Per comprenderlo è necessaria una più attenta riflessione. All’esito della quale si può arrivare a comprendere la sua importanza ma, a mio parere, non la sua imprescindibilità.

Dalla sua applicazione deriva una maggiore tutela dei diritti delle parti ove si verificasse il fallimento della pratica collaborativa; tanto più se l’impossibilità della sua prosecuzione si manifestasse in una fase avanzata della pratica stessa.

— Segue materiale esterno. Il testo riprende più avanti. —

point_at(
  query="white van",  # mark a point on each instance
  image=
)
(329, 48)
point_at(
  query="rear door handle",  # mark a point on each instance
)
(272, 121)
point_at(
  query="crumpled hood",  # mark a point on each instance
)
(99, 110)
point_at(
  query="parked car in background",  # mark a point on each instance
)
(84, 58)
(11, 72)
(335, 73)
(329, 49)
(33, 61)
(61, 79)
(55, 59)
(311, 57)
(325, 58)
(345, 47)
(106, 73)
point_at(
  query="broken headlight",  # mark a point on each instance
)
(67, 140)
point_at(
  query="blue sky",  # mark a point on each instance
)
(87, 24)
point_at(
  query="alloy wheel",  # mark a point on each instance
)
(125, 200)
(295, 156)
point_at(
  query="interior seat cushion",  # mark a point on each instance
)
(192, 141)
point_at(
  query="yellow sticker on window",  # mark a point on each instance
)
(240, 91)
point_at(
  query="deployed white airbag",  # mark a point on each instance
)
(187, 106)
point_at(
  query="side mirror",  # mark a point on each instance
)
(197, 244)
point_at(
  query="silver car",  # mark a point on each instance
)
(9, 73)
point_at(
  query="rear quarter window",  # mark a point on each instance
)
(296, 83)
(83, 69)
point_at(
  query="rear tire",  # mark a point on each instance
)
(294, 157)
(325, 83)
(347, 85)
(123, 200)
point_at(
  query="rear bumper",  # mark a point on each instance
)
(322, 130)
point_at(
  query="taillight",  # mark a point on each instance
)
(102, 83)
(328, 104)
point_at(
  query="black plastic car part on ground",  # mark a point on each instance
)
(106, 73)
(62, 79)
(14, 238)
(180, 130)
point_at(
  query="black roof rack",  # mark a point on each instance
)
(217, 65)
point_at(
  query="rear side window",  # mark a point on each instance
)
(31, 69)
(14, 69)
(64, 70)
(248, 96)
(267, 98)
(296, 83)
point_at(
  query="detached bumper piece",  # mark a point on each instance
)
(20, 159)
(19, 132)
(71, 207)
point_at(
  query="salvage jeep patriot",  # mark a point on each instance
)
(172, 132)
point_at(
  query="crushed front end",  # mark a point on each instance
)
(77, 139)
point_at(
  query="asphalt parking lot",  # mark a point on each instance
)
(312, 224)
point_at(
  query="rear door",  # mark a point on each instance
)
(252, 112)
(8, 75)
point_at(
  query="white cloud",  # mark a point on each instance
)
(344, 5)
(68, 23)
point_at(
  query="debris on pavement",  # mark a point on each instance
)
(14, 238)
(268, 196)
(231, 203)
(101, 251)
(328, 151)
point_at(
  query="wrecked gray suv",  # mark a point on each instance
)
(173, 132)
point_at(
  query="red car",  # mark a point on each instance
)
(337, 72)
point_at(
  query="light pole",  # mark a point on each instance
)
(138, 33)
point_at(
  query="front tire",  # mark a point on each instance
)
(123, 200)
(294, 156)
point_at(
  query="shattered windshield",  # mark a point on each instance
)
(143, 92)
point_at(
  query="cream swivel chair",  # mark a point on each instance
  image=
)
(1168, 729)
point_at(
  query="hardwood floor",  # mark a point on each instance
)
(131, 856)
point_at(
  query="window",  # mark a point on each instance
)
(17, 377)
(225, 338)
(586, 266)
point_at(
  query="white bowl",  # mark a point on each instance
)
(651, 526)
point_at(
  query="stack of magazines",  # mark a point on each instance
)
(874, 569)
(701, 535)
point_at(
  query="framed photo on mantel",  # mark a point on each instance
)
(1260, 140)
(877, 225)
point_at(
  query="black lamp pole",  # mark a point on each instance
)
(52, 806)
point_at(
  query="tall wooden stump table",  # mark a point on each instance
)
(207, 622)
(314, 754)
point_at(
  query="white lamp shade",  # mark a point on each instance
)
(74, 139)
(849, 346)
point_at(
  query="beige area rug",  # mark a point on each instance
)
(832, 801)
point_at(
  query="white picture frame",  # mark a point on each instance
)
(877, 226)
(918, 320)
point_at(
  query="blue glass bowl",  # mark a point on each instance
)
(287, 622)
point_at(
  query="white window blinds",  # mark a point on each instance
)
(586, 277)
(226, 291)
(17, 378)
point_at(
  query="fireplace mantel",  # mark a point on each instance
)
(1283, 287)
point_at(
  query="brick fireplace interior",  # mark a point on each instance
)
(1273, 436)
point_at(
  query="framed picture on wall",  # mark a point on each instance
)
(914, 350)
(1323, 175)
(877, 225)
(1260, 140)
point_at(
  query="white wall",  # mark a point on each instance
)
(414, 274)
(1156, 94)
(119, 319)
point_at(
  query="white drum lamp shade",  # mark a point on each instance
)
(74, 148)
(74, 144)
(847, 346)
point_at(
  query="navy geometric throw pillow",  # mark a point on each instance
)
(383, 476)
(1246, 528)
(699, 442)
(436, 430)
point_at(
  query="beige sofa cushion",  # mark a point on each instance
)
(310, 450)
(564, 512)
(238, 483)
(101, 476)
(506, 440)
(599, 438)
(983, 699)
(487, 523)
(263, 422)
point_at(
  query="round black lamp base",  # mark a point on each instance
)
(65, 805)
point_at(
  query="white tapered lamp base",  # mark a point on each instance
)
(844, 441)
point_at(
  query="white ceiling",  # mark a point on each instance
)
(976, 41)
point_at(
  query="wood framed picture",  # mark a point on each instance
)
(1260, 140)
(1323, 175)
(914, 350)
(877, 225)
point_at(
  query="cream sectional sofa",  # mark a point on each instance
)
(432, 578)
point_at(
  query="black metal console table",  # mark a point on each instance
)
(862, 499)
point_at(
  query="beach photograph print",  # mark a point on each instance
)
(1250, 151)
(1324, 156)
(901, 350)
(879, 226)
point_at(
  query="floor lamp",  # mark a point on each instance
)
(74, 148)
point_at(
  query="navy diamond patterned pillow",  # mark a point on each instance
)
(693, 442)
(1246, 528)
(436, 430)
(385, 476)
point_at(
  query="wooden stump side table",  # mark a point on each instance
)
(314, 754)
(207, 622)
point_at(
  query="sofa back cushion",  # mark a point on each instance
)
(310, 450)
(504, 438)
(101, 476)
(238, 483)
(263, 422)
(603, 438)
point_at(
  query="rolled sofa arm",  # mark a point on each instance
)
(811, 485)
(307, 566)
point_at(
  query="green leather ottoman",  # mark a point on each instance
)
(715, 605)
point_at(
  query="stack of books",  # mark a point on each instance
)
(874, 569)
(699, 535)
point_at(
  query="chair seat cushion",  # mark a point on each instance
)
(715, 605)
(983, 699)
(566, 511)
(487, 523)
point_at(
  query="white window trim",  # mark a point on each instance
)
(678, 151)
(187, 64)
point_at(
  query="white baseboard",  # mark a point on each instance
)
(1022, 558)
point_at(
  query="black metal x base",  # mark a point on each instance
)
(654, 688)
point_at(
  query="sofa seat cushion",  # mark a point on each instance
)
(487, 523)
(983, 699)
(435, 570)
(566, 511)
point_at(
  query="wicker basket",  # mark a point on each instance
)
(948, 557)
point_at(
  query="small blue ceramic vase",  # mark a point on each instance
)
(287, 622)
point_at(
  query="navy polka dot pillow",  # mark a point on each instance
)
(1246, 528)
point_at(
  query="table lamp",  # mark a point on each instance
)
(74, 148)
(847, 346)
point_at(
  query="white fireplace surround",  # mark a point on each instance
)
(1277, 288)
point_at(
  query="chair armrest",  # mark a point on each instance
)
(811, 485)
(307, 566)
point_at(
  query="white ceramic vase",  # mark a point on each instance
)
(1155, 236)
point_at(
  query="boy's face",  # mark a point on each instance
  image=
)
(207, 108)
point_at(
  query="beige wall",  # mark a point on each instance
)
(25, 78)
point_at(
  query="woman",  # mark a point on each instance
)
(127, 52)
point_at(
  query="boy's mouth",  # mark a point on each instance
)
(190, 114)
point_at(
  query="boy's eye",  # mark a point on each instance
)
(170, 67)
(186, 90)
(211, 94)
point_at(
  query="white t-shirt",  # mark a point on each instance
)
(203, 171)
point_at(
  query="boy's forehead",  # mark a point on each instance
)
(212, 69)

Mi chiedo, però, se lo si possa superare pur senza perdere le garanzie di tutela che esso offre.
Prima considerazione.

Può essere difficile per le parti rinunciare al proprio difensore in una fase ulteriormente critica, dalla quale può derivare l’acuirsi del conflitto:

1) trovare un altro avvocato;

2) nuova narrazione – magari enfatizzata ad arte – dei fatti;

3) trovare ogni espediente per dimostrare in sede processuale ciò che – a proprio favore – fosse emerso nel corso della interrotta pratica collaborativa in virtù del principio della trasparenza e che come tale non

potrebbe trovare accoglienza nel processo (ritengo, infatti, non impossibile che le parti, con l’aiuto di un nuovo difensore, trovino il modo di sfruttare informazioni apprese nel corso degli incontri collaborativi); ecc…
Seconda considerazione.

Coniare un nuovo principio. Potrebbe rivelarsi utile mantenere lo stesso difensore.

Ne potrebbe derivare la riaffermazione dei principi di buona fede, di trasparenza e anche di riservatezza a patto che, anche nel contenzioso:

a) i difensori restino vincolati al principio della riservatezza;

b) non possano utilizzare informazioni né documenti appresi nel corso degli incontri collaborativi.

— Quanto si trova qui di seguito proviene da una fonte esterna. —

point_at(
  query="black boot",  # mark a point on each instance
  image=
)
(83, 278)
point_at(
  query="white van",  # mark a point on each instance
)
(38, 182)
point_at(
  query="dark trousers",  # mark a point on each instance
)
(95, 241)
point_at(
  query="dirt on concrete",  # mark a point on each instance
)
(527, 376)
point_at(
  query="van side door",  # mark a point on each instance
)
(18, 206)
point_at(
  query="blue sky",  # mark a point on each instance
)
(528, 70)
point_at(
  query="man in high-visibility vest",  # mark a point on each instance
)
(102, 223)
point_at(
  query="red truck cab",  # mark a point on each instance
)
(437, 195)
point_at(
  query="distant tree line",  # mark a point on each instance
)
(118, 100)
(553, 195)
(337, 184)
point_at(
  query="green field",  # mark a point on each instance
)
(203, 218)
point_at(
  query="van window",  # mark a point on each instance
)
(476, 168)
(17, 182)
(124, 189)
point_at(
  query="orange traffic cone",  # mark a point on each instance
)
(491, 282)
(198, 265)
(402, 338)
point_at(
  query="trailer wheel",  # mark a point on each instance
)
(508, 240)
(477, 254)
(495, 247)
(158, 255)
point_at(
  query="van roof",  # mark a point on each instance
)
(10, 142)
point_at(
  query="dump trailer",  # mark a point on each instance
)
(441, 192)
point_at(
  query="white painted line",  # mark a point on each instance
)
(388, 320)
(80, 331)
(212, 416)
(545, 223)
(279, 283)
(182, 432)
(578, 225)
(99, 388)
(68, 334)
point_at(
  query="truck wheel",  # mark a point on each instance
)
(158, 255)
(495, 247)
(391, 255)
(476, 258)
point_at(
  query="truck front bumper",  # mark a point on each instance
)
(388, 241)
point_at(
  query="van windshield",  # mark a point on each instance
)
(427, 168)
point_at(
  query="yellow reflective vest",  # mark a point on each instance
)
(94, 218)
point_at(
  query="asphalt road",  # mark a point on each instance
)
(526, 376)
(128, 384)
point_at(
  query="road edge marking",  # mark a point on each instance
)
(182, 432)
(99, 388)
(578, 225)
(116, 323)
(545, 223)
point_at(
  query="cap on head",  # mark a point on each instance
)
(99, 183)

Anche questa clausola dovrebbe, a mio parere, comparire nell’accordo di partecipazione.

Le cui regole cardine – in virtù del principio dell’autonomia negoziale – potrebbero affermarsi anche nel corso della fase giudiziale.

Terza considerazione (meno rilevante).

La conseguenza certamente esasperata del mandato limitato potrebbe essere espressa in questo modo: O fai come ti dico o trovi un altro avvocato.

Ciò avviene frequentemente e anche legittimamente.

Ma che si inserisca tale condizione in un ambito (quello del contenzioso familiare) in cui vi è tanto di più rispetto al puro “diritto” non mi pare coerente con i principi che governano la pratica collaborativa.